A sweet-natured film that flounders a bit before reaching its satisfying destination, Hector and the Search for Happiness is about precisely what its title indicates. Hector (Simon Pegg), a London psychiatrist, has a successful practice, a lovely apartment and a charming and successful girlfriend named Clara (Rosamund Pike), and yet he’s dissatisfied with his life. So off he goes, on a trip that encompasses China, Africa and Los Angeles, in search of what it is that makes us happy.
Director Peter Chelsom strikes a whimsical tone, complete with wry voice-over narration, at the beginning, and it’s difficult to sustain this for a nearly two-hour story, particularly one which steps into some very dark waters during the Africa sojourn. (Prison and torture don’t seem to fit nicely with the film’s warmhearted ditheriness, and Hector nearly becomes derailed.) But though many of the characters seem created to serve as metaphors, Pegg’s likable presence keeps us going — as does the film’s occasional creative forays into animation, in the manner of Hector’s beloved Tin Tin comics.
And what tips the film into memorable territory are its words of wisdom, many of which ring true.

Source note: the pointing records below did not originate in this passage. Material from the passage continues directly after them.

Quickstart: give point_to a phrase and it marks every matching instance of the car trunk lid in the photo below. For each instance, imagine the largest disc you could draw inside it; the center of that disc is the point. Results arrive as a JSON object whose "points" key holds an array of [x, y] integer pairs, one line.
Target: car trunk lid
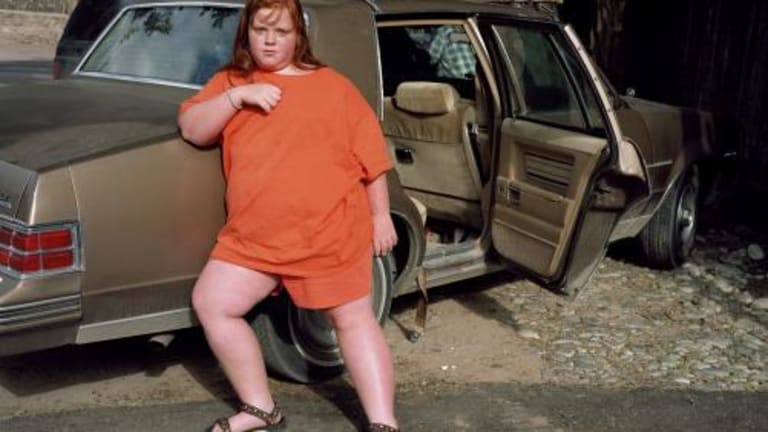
{"points": [[54, 123]]}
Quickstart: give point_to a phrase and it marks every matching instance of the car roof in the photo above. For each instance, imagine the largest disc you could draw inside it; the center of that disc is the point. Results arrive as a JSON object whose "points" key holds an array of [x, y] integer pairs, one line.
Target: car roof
{"points": [[521, 10], [415, 7]]}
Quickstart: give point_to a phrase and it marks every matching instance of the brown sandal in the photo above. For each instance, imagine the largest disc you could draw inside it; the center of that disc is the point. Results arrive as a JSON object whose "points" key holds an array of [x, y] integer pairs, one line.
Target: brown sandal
{"points": [[380, 427], [273, 420]]}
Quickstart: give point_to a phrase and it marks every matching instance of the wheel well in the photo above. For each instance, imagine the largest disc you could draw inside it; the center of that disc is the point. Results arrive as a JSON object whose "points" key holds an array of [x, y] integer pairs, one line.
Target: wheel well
{"points": [[402, 251]]}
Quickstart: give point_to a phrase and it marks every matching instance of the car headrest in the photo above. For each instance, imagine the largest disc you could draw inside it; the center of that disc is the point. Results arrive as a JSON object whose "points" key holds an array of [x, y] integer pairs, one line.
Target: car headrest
{"points": [[424, 97]]}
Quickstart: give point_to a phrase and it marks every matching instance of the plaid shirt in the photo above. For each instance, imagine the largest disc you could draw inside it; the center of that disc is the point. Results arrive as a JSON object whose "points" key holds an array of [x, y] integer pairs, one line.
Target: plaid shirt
{"points": [[454, 59]]}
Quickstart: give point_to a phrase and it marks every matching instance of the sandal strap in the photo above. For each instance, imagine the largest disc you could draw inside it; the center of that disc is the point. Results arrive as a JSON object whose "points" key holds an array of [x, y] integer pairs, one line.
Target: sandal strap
{"points": [[223, 424], [270, 418], [380, 427]]}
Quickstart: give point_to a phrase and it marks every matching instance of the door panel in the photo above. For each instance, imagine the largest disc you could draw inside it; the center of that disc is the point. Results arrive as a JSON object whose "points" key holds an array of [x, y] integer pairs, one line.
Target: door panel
{"points": [[542, 178]]}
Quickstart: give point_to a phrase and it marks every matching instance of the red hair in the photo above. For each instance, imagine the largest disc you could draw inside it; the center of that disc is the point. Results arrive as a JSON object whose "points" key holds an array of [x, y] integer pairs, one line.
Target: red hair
{"points": [[242, 61]]}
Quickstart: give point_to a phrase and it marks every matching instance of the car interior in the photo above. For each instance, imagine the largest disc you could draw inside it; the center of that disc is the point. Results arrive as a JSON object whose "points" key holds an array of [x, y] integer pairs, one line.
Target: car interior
{"points": [[437, 124], [437, 129]]}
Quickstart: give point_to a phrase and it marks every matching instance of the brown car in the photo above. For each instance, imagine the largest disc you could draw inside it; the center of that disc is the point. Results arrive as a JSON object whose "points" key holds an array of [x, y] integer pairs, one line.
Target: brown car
{"points": [[511, 151]]}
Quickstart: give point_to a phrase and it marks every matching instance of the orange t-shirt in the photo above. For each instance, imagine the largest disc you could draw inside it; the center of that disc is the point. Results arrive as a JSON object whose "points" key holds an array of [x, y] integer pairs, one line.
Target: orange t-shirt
{"points": [[296, 198]]}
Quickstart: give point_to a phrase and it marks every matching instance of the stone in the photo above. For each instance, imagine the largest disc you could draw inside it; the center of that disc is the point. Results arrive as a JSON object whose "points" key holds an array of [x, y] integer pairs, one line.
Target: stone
{"points": [[746, 298], [687, 289], [528, 334], [760, 304], [693, 269], [724, 286], [755, 252]]}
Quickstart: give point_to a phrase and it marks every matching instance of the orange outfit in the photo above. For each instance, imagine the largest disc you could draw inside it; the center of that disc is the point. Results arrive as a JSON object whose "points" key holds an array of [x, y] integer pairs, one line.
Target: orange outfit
{"points": [[296, 200]]}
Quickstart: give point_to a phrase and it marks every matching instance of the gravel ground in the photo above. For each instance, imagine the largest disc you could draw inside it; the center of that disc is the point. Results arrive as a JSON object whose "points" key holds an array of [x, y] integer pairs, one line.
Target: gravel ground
{"points": [[700, 327]]}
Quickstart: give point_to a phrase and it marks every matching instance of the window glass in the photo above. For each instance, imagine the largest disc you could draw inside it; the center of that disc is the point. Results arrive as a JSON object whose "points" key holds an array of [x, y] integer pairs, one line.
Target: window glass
{"points": [[594, 115], [437, 53], [539, 77], [184, 44]]}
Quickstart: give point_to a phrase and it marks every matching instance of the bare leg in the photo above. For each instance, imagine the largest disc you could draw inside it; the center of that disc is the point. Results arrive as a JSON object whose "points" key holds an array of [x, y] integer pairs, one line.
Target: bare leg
{"points": [[367, 357], [222, 295]]}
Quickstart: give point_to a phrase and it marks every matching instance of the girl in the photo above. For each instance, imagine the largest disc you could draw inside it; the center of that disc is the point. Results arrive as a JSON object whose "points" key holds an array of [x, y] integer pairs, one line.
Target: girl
{"points": [[307, 203]]}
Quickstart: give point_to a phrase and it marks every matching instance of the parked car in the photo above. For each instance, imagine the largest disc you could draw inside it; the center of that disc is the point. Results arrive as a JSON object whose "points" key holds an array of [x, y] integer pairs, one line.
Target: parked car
{"points": [[522, 157], [86, 21]]}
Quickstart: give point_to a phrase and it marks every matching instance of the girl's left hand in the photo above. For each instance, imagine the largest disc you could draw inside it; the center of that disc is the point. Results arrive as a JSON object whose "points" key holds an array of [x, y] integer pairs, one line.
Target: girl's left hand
{"points": [[384, 235]]}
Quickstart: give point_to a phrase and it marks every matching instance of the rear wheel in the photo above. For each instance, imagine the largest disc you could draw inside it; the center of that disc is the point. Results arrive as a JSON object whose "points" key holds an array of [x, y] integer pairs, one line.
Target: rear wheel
{"points": [[299, 344], [668, 238]]}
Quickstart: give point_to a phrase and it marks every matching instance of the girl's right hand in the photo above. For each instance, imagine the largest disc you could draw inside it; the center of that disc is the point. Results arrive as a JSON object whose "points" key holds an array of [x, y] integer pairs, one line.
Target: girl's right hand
{"points": [[262, 95]]}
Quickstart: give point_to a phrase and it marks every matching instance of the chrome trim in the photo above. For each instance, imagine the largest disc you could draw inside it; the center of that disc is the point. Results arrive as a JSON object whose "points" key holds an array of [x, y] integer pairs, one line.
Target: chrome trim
{"points": [[660, 164], [137, 325], [373, 5], [119, 15], [40, 309], [130, 78]]}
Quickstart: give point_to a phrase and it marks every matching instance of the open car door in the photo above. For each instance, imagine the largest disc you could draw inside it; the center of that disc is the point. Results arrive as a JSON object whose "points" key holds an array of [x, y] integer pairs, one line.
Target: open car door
{"points": [[562, 173]]}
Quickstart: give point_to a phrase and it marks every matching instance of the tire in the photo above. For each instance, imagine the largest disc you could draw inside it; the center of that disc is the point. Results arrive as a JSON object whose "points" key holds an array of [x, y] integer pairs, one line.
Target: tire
{"points": [[299, 344], [666, 242]]}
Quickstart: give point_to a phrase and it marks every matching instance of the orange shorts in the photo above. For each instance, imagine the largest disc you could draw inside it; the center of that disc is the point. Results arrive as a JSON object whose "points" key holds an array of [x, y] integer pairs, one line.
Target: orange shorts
{"points": [[350, 283]]}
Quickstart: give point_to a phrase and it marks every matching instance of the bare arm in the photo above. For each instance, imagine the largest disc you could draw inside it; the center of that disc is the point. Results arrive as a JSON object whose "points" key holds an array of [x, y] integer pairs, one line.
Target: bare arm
{"points": [[384, 235], [203, 122]]}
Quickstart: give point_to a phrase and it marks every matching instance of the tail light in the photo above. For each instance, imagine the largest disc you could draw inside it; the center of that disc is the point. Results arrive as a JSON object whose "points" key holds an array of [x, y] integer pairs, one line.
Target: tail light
{"points": [[38, 250], [56, 72]]}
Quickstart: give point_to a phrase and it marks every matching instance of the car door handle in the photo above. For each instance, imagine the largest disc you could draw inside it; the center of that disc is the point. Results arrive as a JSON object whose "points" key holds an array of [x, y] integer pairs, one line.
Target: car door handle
{"points": [[404, 155]]}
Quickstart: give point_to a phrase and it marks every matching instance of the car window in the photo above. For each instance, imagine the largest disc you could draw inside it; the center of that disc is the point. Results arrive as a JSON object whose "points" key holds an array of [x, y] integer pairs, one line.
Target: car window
{"points": [[543, 81], [179, 44], [89, 19], [437, 53]]}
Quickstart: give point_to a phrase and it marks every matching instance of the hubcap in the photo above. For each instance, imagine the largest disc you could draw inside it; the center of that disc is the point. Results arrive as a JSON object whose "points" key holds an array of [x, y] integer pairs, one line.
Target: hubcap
{"points": [[686, 217]]}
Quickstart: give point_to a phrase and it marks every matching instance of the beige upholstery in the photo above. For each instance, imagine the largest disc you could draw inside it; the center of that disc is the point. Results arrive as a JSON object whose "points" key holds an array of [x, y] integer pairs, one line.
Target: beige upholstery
{"points": [[427, 124], [421, 97]]}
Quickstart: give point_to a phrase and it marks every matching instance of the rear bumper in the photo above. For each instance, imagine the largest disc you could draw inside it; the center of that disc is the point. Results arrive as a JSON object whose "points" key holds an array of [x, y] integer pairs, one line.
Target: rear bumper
{"points": [[38, 313]]}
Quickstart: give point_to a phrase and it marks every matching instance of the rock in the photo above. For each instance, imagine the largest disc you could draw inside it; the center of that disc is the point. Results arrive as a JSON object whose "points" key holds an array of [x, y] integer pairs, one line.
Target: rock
{"points": [[724, 286], [746, 298], [760, 304], [693, 269], [528, 334], [755, 252]]}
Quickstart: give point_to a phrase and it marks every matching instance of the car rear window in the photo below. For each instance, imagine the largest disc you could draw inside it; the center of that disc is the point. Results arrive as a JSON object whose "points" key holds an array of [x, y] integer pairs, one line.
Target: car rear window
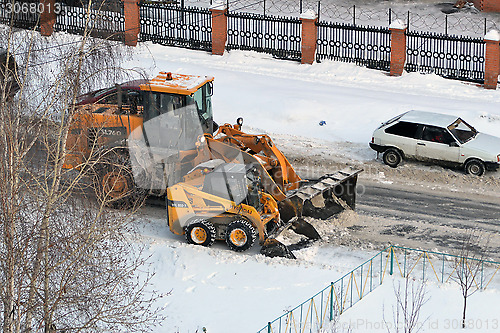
{"points": [[403, 128]]}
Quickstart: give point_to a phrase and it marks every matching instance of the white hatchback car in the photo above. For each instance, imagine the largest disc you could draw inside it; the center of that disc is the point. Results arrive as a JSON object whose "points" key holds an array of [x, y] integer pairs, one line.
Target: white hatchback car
{"points": [[439, 138]]}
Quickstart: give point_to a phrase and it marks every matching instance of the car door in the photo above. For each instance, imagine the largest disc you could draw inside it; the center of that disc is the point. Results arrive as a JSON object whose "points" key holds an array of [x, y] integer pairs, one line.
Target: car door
{"points": [[402, 135], [436, 143]]}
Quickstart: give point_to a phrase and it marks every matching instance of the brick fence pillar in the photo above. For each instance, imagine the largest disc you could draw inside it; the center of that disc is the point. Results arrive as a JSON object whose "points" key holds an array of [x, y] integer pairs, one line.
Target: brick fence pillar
{"points": [[132, 22], [309, 36], [492, 59], [219, 27], [478, 4], [398, 47], [490, 6], [47, 17]]}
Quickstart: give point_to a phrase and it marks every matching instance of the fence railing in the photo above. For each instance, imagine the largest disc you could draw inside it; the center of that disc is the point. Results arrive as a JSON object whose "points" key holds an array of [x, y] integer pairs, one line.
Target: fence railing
{"points": [[453, 57], [364, 46], [20, 14], [171, 25], [98, 22], [278, 36], [317, 312]]}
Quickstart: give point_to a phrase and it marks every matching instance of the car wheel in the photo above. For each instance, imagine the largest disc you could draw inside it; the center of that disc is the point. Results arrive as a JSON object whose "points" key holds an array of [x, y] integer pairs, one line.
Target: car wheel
{"points": [[392, 157], [240, 235], [200, 232], [474, 167]]}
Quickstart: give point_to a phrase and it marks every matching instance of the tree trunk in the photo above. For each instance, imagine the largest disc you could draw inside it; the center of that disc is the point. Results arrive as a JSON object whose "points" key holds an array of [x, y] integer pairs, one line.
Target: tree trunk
{"points": [[465, 308]]}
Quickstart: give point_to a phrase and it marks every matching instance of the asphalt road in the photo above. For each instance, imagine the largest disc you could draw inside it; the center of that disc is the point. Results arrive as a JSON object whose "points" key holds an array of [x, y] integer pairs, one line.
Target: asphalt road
{"points": [[433, 207], [418, 218]]}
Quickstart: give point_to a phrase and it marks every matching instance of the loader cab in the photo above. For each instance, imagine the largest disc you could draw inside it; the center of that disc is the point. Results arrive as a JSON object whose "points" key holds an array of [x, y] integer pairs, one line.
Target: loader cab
{"points": [[182, 102]]}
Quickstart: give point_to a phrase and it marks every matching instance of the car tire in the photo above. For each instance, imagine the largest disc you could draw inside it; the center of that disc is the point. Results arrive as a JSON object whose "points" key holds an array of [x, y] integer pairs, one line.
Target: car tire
{"points": [[240, 235], [392, 157], [200, 232], [475, 168]]}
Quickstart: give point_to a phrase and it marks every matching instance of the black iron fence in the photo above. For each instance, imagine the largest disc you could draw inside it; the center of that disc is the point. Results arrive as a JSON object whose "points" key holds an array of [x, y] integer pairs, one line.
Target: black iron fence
{"points": [[102, 22], [453, 57], [171, 25], [24, 15], [364, 46], [278, 36]]}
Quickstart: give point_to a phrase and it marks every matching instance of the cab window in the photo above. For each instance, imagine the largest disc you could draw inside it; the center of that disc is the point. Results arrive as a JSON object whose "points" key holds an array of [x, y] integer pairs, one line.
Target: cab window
{"points": [[403, 128], [437, 134]]}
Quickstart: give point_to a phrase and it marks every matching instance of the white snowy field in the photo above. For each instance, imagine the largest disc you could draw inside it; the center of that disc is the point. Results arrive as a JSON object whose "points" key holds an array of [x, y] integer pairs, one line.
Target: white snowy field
{"points": [[226, 292], [223, 291]]}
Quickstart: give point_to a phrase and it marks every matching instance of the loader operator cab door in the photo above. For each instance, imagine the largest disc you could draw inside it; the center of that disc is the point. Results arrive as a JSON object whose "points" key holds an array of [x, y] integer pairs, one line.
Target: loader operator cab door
{"points": [[175, 120]]}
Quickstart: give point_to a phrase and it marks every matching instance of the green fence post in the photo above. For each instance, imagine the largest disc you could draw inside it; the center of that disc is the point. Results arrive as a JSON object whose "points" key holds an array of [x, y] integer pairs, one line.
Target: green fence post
{"points": [[392, 261], [331, 301]]}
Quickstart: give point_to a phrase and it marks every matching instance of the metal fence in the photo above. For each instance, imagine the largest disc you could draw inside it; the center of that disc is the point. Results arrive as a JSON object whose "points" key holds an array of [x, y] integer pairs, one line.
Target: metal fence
{"points": [[99, 22], [453, 57], [171, 25], [278, 36], [24, 15], [316, 313], [364, 46]]}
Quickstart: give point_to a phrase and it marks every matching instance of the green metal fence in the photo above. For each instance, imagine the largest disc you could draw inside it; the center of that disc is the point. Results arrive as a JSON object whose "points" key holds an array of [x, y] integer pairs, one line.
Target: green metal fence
{"points": [[322, 308]]}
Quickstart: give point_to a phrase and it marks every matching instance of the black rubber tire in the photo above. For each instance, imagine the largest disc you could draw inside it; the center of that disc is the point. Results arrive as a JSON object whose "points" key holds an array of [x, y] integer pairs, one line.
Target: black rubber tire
{"points": [[392, 157], [200, 232], [114, 170], [240, 235], [475, 168]]}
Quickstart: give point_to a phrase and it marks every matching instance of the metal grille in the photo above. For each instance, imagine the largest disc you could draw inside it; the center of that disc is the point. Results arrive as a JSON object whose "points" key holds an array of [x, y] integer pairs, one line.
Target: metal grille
{"points": [[108, 22], [452, 57], [171, 25], [267, 34], [21, 14], [364, 46]]}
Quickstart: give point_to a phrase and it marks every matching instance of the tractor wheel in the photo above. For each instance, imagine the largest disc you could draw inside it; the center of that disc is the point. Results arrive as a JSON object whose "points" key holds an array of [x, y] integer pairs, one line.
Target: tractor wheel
{"points": [[200, 232], [240, 235], [392, 157], [474, 168], [114, 183]]}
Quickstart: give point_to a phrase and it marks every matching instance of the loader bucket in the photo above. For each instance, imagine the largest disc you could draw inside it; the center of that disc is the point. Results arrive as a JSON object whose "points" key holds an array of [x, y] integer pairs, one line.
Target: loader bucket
{"points": [[274, 248], [329, 195]]}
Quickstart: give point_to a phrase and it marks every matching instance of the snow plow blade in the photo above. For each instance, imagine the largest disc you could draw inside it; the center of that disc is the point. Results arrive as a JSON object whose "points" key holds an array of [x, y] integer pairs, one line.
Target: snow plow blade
{"points": [[322, 198]]}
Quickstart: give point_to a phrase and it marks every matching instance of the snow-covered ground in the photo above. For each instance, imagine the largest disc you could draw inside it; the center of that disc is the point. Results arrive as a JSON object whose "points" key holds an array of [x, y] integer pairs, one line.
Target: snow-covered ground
{"points": [[229, 292]]}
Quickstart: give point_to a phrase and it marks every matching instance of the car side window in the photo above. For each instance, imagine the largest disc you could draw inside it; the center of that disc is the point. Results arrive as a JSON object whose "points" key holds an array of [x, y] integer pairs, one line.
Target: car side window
{"points": [[403, 128], [437, 134]]}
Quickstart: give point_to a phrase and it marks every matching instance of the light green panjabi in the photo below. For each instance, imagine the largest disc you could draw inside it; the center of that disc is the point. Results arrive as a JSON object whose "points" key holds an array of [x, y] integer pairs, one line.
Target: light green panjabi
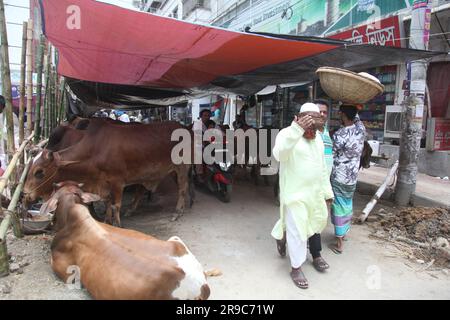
{"points": [[304, 182]]}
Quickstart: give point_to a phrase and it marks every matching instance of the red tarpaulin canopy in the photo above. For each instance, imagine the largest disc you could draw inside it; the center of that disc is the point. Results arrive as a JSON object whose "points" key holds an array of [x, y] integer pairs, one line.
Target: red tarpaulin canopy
{"points": [[129, 57]]}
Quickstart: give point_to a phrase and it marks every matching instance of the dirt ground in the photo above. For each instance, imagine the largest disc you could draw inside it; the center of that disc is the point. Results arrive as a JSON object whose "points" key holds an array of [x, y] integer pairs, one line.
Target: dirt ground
{"points": [[235, 238]]}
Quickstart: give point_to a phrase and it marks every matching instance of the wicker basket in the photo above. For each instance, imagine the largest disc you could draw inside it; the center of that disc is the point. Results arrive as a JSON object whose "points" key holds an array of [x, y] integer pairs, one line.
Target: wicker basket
{"points": [[348, 86]]}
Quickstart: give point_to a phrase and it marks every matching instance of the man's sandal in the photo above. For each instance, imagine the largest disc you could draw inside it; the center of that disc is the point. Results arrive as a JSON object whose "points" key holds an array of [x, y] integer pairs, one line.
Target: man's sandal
{"points": [[320, 264], [335, 249], [299, 279]]}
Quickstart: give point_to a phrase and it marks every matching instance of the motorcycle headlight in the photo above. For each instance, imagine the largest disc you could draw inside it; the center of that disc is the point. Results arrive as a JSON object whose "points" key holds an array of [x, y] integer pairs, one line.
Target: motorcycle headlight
{"points": [[224, 166]]}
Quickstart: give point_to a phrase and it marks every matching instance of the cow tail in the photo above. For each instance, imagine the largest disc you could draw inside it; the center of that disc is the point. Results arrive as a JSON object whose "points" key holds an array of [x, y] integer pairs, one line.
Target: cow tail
{"points": [[191, 186]]}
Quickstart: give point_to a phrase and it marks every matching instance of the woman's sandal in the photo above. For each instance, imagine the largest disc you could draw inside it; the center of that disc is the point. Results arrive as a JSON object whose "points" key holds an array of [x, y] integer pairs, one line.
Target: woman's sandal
{"points": [[320, 264], [281, 247], [335, 249], [299, 279]]}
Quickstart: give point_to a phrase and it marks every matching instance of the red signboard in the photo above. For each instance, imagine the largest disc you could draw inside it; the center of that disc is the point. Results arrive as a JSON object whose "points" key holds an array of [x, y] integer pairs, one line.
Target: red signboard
{"points": [[441, 134], [385, 32]]}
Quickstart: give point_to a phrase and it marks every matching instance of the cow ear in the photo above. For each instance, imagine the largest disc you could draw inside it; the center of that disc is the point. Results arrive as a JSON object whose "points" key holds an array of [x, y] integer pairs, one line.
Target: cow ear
{"points": [[34, 151], [49, 206], [57, 185], [89, 197], [62, 163], [49, 155]]}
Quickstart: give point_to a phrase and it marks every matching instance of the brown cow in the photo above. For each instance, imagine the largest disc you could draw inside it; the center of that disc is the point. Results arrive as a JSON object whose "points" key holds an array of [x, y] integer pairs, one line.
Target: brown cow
{"points": [[115, 263], [109, 157], [68, 134]]}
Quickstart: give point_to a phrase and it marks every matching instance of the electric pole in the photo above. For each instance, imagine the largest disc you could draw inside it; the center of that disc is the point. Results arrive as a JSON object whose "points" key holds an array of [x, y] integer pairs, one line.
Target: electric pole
{"points": [[413, 105]]}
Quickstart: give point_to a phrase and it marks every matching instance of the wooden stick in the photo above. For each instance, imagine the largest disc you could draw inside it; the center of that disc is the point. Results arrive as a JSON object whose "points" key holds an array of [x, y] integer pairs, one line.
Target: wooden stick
{"points": [[22, 83], [12, 164], [47, 91], [379, 193], [6, 80], [37, 120], [4, 260], [12, 216], [29, 75]]}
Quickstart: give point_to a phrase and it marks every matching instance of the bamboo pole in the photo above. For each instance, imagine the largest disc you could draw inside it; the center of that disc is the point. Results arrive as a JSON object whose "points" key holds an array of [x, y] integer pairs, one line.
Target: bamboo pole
{"points": [[53, 101], [47, 91], [37, 112], [4, 264], [12, 164], [63, 99], [11, 217], [6, 80], [22, 83], [29, 75], [369, 207]]}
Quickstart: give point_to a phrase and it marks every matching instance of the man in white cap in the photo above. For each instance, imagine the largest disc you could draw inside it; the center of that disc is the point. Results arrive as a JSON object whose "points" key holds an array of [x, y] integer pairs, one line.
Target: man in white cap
{"points": [[305, 189]]}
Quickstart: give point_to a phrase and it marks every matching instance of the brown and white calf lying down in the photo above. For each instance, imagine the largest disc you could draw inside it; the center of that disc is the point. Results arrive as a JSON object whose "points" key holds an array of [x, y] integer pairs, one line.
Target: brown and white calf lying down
{"points": [[117, 263]]}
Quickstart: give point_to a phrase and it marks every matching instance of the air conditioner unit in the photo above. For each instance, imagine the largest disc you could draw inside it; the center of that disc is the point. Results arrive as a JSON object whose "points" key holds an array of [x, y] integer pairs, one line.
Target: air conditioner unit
{"points": [[393, 123]]}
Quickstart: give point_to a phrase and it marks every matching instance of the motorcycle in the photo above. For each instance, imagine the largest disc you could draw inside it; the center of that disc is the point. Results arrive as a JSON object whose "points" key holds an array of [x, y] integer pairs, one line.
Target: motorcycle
{"points": [[218, 176]]}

Happiness, we’re told, sometimes lies in “not knowing the whole story;” the road to happiness is not found simply by avoiding unhappiness. Most notable, spoken late in the film by a relaxed Christopher Plummer, is the film’s simple, irresistible theme: “We should concern ourselves not so much with the pursuit of happiness, but with the happiness of the pursuit.”
Cast: Simon Pegg, Rosamund Pike, Toni Collette, Stellan Skarsgård, Jean Reno, Christopher Plummer.
Director: Peter Chelsom.
Screenwriters: Maria von Heland, Chelsom and Tinker Lindsay.
A Relativity Media release. Running time: 114 minutes. Vulgar language, brief nudity. Playing at area theaters.